Senate Majority Leader John Morse, D-Colorado Springs, said the Democrats have had very difficult work to do, including balancing the budget. And the budget has been cut, Morse said, pointing to a $260 million cut to K-12 education, $62 million to higher education, a $37 million reduction in state payroll, $20 million from corrections and a $20 million reduction to Medicaid providers. Republicans can focus on the $140 million in additional state revenue from repeals of sales tax exemptions and income tax credits and say “it’s the worst ever,” Morse said. “But we’ve balanced to the best of our ability for the entire state.” Business will benefit, Morse said. “We’re trying to position higher education so it can continue to serve business interests.”

The session’s biggest disappointments, according to Shaffer and Morse, have been the failure of a major river-rafting bill (HB 1188) and the concurrent resolution to create a fiscal stability commission that would look at constitutional reform (SCR 001). Both died on Tuesday.

Like their Republican counterparts, Senate Democrat leaders said they hoped all legislators would work together for the defeat of Amendments 60, 61 and 101.

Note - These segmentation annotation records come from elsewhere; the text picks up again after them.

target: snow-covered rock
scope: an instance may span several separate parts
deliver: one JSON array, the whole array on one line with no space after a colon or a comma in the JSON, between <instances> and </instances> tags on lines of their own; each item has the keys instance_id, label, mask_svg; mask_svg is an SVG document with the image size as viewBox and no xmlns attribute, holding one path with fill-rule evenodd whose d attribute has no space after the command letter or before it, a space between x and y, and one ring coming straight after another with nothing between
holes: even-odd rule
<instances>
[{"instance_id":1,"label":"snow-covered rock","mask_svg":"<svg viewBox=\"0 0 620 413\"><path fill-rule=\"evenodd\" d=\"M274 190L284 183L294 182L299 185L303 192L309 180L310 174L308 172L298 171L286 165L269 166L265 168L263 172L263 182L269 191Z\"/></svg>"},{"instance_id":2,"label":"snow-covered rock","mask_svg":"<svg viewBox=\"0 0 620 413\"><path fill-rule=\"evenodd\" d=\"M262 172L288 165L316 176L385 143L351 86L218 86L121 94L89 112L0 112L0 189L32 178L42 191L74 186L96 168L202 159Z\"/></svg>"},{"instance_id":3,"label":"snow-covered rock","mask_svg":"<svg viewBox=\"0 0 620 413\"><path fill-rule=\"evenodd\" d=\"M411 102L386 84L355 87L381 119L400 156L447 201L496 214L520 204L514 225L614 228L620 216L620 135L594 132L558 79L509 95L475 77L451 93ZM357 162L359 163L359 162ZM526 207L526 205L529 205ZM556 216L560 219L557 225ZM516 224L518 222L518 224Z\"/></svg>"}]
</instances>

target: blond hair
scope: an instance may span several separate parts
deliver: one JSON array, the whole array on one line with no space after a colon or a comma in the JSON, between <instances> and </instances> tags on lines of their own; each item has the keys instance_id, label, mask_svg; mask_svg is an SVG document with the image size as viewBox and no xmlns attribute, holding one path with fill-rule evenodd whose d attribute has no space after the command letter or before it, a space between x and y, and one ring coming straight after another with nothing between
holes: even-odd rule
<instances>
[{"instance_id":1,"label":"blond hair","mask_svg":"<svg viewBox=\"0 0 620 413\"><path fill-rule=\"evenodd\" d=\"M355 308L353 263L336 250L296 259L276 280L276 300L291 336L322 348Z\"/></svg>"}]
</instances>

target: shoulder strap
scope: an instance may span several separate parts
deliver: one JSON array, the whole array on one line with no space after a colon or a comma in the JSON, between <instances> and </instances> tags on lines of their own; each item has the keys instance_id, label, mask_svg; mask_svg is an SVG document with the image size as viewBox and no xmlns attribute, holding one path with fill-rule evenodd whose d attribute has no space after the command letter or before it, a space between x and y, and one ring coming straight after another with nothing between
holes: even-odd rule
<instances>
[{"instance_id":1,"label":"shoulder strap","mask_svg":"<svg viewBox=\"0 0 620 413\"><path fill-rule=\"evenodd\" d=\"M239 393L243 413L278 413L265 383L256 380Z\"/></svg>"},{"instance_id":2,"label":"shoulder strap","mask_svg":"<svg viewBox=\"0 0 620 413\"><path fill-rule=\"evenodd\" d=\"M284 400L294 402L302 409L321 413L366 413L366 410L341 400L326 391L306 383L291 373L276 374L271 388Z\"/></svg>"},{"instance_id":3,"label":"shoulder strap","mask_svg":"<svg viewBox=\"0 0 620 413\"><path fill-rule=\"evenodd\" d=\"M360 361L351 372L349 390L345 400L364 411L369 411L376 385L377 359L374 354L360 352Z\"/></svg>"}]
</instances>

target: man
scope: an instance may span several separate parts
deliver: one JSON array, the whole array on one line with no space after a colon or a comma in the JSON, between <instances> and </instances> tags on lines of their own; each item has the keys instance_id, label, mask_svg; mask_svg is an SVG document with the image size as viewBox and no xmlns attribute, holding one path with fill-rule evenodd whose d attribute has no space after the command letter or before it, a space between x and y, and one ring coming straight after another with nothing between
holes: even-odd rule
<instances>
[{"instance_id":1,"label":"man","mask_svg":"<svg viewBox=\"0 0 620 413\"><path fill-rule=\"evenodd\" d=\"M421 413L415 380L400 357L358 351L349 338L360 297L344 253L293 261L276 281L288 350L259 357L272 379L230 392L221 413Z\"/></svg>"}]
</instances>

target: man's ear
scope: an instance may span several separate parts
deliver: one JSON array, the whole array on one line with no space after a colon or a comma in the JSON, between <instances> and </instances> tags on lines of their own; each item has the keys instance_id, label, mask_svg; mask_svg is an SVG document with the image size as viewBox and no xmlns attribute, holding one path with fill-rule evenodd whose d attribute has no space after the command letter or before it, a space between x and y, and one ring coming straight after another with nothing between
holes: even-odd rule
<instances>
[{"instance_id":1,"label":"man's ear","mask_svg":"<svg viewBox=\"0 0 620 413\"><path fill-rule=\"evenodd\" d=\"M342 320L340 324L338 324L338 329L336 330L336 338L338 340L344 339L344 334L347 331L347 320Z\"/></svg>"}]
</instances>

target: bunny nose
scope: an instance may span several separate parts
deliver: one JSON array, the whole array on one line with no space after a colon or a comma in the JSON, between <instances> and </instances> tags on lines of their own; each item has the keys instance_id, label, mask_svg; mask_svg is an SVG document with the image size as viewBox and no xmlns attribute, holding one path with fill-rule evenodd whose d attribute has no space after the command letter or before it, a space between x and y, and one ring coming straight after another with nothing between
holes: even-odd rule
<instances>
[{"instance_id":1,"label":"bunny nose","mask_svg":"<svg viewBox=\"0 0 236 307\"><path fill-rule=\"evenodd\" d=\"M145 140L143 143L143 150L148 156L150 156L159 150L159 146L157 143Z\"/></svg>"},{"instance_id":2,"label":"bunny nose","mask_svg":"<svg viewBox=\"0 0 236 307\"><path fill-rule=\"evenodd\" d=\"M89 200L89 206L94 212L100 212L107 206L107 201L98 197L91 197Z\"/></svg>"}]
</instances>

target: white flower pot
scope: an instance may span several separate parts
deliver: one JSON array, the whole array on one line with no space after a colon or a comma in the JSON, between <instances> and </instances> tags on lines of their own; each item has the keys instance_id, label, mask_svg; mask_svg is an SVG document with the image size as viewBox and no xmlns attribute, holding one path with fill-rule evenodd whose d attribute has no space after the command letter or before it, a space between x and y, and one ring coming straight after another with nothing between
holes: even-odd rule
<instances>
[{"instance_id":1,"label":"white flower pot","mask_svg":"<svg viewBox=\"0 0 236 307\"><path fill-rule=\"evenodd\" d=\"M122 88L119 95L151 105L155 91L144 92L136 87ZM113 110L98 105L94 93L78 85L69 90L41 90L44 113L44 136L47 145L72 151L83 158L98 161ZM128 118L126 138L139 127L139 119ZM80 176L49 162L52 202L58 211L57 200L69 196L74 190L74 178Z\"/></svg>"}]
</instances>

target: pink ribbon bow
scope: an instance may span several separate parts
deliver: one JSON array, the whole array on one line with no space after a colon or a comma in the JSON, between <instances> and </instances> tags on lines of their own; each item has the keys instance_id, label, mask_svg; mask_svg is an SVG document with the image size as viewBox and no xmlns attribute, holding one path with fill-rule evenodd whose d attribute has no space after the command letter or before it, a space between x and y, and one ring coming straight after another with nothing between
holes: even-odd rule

House Democrat leaders did not hold a session wrap-up, but House Majority Leader Paul Weissmann, D-Louisville, told The Colorado Statesman what was best about the 2010 session was probably also what was worst. “We had an incredibly hard session,” Weissmann said this week, with budget, marijuana, teacher tenure and river-rafting issues. Despite the intensity of the session and the time needed for the many major issues, “we managed it pretty well.”

As to the November elections for the General Assembly, Morse said there will be two very different messages: how Democrats approached the difficult mission of governing and how the other side has approached politics. And in contrast to Republican predictions that they will take back the Senate and House, Morse predicted that the Senate next year will have 22 Democrats, one more than in the body this year. “I couldn’t be prouder” of what the Democrats have accomplished this year, Morse said. “I’m set to sail into the campaign season — bring it on!”